Asian Eyelid Surgery Limits of Changing Eye Shape

Can I change the shape of my Asian eyes with eyelid surgery?
The desire for a double eyelid fold or eyelid crease drives the overwhelming popularity
of Asian eyelid surgery.
Asian eyelid surgery does not describe only one type of surgery.
The term Asian eyelid surgery can include procedures for any one of the following:
A young person who lacks a fold and wants a double eyelid fold
A middle aged or older person with sagging skin and fat pockets
An individual with drooping eyelid caused by a weak muscle usually referred to as “ptosis”
Someone who has a fold of skin covering the inner corner of the eyes called the epicanthal
fold who wants the eyes to appear larger and show more of the inner corner of the eyes
In the next few minutes, I will discuss how I evaluate and plan with my patients the shape
in double eyelid surgery.
I’m Dr Amiya Prasad.
I’m a Board Certified Cosmetic Surgeon and Fellowship Trained Oculoplastic Surgeon.
I’ve been in practice in Manhattan and Long Island for over 20 years.
I have been performing non-incisional and incisional double eyelid surgery throughout
my career, as well as epicanthoplasty and eyelid ptosis surgery for patients of Asian
I am known for my natural looking aesthetic style with eyelid surgery, as well as my methods
to achieve shorter healing time with less post-op swelling.
Eyelid Creases
People who come to see me for consultation are concerned about how their eyelids and
crease will look like after double eyelid surgery.
In particular, they express their interest in looking natural after surgery.
So,I show them how their body would naturally have had an eyelid crease.
I do this by using a Q-Tip or an instrument to lift the eyelid skin to create a fold to
revealing what the eyelid crease can look like after surgery.
The anatomy of the eyelid is important to understand.
The backbone of the eyelid is called the tarsus and this structure is used to determines where
the eyelid crease would naturally be and is important when surgery is performed.
In addition, the muscle which lifts the eyelid called the levator muscle is very important
in defining the eyelid crease.
When a natural crease is present, there are connections between the muscle and the skin.
In Asian double eyelid surgery, whether I use the non incisional or incisional method,
a connection is made with sutures to create a crease.
The simulated eyelid crease also helps me determine whether the crease would be naturally
tapered downward toward the inner corner eyelid fold or epicanthal fold resulting in a nasally
tapered crease.
If the eyelid skin at the crease runs parallel until the skin blends toward the nasal bridge,
this is called a parallel crease.
Some people come and see us with pictures of their favorite celebrities’ eyes, and
want that shape for their own eyes.
This provides an opportunity to help my patients understand the anatomical aspects that determine
eye and eyelid shape.
These include bone structure, the presence of fat, the amount of skin present, the soft
tissue, and the relative prominence of the eyes.

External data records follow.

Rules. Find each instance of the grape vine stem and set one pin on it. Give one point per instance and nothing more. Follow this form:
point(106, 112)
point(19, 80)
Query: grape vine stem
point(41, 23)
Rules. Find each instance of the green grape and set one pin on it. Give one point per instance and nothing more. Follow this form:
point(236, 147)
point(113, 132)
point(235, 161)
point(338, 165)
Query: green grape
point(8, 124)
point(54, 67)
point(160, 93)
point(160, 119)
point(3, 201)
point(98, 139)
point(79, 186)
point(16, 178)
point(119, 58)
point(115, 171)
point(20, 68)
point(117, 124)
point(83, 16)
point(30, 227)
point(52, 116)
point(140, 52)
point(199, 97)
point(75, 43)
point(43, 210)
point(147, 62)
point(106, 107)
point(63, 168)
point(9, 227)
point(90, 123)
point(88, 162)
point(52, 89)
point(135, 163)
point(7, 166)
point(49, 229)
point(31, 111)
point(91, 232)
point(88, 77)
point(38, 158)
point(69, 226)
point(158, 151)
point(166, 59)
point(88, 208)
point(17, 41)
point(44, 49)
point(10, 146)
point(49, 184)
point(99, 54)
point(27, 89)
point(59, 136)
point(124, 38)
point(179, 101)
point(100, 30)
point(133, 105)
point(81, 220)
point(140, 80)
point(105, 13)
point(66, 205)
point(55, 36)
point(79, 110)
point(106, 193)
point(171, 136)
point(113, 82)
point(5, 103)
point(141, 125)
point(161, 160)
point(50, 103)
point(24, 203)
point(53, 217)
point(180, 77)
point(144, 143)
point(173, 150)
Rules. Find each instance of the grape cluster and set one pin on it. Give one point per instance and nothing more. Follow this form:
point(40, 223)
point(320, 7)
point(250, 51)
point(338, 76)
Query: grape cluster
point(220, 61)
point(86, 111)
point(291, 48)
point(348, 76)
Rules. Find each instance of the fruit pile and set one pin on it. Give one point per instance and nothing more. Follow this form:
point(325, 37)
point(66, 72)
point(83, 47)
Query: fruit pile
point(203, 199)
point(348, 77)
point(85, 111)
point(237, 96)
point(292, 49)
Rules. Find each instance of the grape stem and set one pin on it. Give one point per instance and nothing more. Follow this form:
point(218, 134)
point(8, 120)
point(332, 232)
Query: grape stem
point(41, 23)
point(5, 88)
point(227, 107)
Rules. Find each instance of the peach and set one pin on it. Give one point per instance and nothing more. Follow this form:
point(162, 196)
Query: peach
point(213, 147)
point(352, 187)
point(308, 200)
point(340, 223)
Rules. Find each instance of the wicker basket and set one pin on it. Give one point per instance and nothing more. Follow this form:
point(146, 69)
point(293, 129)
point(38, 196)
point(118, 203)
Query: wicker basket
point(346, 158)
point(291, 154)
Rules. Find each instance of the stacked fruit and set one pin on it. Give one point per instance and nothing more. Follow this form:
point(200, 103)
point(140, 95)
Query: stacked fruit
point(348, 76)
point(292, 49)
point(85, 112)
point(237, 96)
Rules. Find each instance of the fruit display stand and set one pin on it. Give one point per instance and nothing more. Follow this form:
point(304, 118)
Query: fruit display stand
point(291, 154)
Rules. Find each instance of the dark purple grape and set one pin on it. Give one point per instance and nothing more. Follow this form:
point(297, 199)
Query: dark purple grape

Of course, So it’s important recognize the limits the anatomy which if compromised can
impact the health of your eyes.
As with any eye cosmetic procedure, health and function of the eyes must never be compromised.
I do discuss how the procedure I perform can result in something comparable to the celebrity
but is unique to the patient.
There are two primary objectives of double eyelid surgery.
The first is to turn a single eyelid fold, also known as a monolid, to a double eyelid
fold, commonly referred to as double eyelid.
The second objective is to make the eyes look bigger and more open, which adds a look of
vibrancy and vitality to the whole face.
Having eyes that look bigger is not just a sign of beauty in Asian cultures, but among
all ethnicities and cultures.
When someone questions whether these procedures conflict with ethnic character, I respond
with an explanation where I explain that the procedure being performed makes the eyes look
bigger by revealing the true shape of the eyes.
Before the procedure, the fold effectively defines the shape of the eyes.
After the procedure, the eyes true shape is revealed which shows the beauty of Asian eyes.
After I show my patients where the eyelid crease would be naturally placed, measurements
are taken, and assessment of any extra fat or skin is done.
Measurements are important to determine where incisions are made and how extra skin can
be removed if necessary.
Excess fat above the eyelids is also assessed as the presence of fat can affect the formation
of the crease.
Generally speaking, little to no fat is removed.
For non incisional surgery, strategically placed marks are placed where small openings
will be made to engage the skin with the levator muscle.
During the actual surgery, patients are routinely give LITE IV or intravenous sedation followed
by some local anesthetic.
This approach allows for my patients to recover comfortably and walk out of our office without
I prefer this approach over putting patients under general anesthesia which often results
in more swelling, longer recovery and other issues such as postoperative nausea and vomiting.
In situations where there is no redundant (or extra) eyelid skin, and no excess fat
above the eyelids, which is common in younger patients, I usually choose to perform the
non-incisional method of double eyelid surgery.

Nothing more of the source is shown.